Gümüşhane Canıca Kalesi Vank Köyü yakınında Kale Deresi denilen vadiye hakim bir dağın üzerinde bulunmaktadır. Kalenin ne zaman yapıldığı konusunda kaynaklarda yeterli bir bilgiye rastlanmamaktadır. Bununla beraber yörenin Hitit, Roma ve Bizans dönemlerinde yoğun bir yerleşime de sahne olduğu bilinmektedir.
Grek kaynaklarında “Palai Kastron” diye isimlendirdiği kale volkanik kayalar üzerindeki kaleyi ilk kez F.Cumont tanıtmıştır. Evliya Çelebi ‘de Seyahatnamesi’nde bu kaleden söz etmiştir. Kale ile ilgili bazı söylentilerde bulunmaktadır. Trabzon’un Fatih Sultan Mehmet tarafından fethinde önce Pontus Rum İmparatorunun kızının, bu kaleye hazineleri ile birlikte sığındığı ve burada öldüğü söylenmektedir.
Kale doğu-batı yönünde art arda üç bölümden meydana gelmiştir. Kaleyi çeviren duvarlar kesme ve moloz taşların oluşturduğu 1.50 m. kalınlığında burçlarla takviyeli duvarlar ile çevrelenmiştir. Kale girişi batıdaki bir kapıdan sağlanmaktadır. Buradan küçük bir avluya geçilmektedir. Bu avludan da kalenin doğu bölümüne ulaşılan ikinci bir kapı daha bulunmaktadır.

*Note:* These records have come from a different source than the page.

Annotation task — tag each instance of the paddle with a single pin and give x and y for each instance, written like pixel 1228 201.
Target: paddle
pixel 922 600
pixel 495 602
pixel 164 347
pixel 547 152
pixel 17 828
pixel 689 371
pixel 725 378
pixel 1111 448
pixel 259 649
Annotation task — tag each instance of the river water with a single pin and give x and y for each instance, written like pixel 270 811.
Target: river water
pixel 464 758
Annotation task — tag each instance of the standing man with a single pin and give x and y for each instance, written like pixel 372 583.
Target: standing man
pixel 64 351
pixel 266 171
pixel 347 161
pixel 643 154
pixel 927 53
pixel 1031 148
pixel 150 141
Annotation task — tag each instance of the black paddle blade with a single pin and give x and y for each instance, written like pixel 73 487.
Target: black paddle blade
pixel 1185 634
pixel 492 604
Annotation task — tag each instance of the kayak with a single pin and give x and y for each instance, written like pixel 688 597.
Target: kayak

Kalenin içerisinde kare planlı 4.10x4.10 m. ölçüsünde bir sarnıç ile karşılaşılmaktadır. Günümüze oldukça iyi bir durumda gelebilen sarnıcın içerisi ve dışarısı tamamen sıvalıdır. Yalnız üst örüsünün bazı bölümleri yıkılmıştır. Kalenin içerisinde bir şapel bulunmaktadır. Kuzeydeki kayaların kısmen oyulmasıyla meydana getirilen şapelin sağlam kalabilen duvarlarında İncil’den alınma sahnelerin tasvir edildiği fresk izleri görülmektedir. Ayrıca burada Hıristiyan azizlerinin resimleri de bulunmaktadır.